Sally Yates is an intelligent woman who can find a job anytime she wants. Her recent 15 minutes of fame will ensure that she lands in the right place by opening doors for her that may not have been so obvious prior to her firing.
For anyone to infer that my comment above means that she cannot find a job is shallow and ludicrous.
What exactly does:
"Watch how quick she finds a job with her newly earned fame."
What doors are being opened that were not open before?
From 1985 to 1989, Yates practiced with the law firm King & Spalding in Atlanta. In 1989, she was hired as Assistant U.S. Attorney by Bob Barr for the U.S. Attorney's Office for the Northern District of Georgia. In 1994, she became Chief of the Fraud and Public Corruption Section. She was the lead prosecutor in the case of Eric Rudolph, who committed the Centennial Olympic Park bombing, a terrorist convicted for a series of anti-abortion and anti-gay bombings across the southern United States between 1996 and 1998, which killed two people and injured over 120 others.She rose to First Assistant U.S. Attorney in 2002 and to Acting U.S. Attorney in 2004. In the U.S. Attorney's office she held leadership positions under both Republican and Democratic administrations.

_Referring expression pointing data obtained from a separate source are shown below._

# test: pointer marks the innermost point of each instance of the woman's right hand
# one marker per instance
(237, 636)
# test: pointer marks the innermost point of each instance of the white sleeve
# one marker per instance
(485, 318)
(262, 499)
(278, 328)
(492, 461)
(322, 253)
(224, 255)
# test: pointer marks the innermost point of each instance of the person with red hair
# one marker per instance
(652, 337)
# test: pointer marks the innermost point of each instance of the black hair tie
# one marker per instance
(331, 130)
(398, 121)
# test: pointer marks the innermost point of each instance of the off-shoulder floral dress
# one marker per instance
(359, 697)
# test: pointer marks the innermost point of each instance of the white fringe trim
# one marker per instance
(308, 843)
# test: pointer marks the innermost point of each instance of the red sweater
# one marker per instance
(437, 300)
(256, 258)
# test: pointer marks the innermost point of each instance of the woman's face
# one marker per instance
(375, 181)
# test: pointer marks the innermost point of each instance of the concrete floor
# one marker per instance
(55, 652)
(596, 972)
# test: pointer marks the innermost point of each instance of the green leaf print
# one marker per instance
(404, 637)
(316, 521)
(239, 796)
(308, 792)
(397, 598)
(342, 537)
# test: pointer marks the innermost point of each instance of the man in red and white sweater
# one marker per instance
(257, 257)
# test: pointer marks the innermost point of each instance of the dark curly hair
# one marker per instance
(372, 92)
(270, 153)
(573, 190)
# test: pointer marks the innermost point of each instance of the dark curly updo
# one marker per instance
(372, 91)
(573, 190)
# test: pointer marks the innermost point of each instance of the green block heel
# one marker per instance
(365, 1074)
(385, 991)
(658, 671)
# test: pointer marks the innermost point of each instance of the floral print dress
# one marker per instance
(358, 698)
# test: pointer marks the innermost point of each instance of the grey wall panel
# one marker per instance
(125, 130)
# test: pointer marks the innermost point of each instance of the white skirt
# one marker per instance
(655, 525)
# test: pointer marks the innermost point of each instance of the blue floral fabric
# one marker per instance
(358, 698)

President Barack Obama nominated Yates to be U.S. Attorney in the Northern District of Georgia. She was confirmed by the Senate on March 10, 2010. During her time as a U.S. Attorney, Yates was appointed by Attorney General Eric Holder to serve as Vice Chair of the Attorney General's Advisory Committee.
Deputy Attorney General
On May 13, 2015, the United States Senate voted 84–12 to confirm Yates as Deputy Attorney General of the United States, the second-highest-ranking position in the Justice Department; during her confirmation hearing, Senator Jeff Sessions encouraged her to resist unlawful orders. She served under Attorney General Loretta Lynch, who took office shortly before Yates's confirmation.
Yates, in her confirmation hearing, agrees with Senator Sessions
that an attorney general has the duty to disobey unlawful orders.
As Deputy Attorney General, Yates was responsible for the day-to-day operations of the Justice Department, which included approximately 113,000 employees. In 2015, she authored the policy, known as the "Yates memo" prioritizing the prosecution of executives for corporate crimes. During the final days of the Obama administration, she oversaw the review of 16,000 petitions for executive clemency, making recommendations to the President.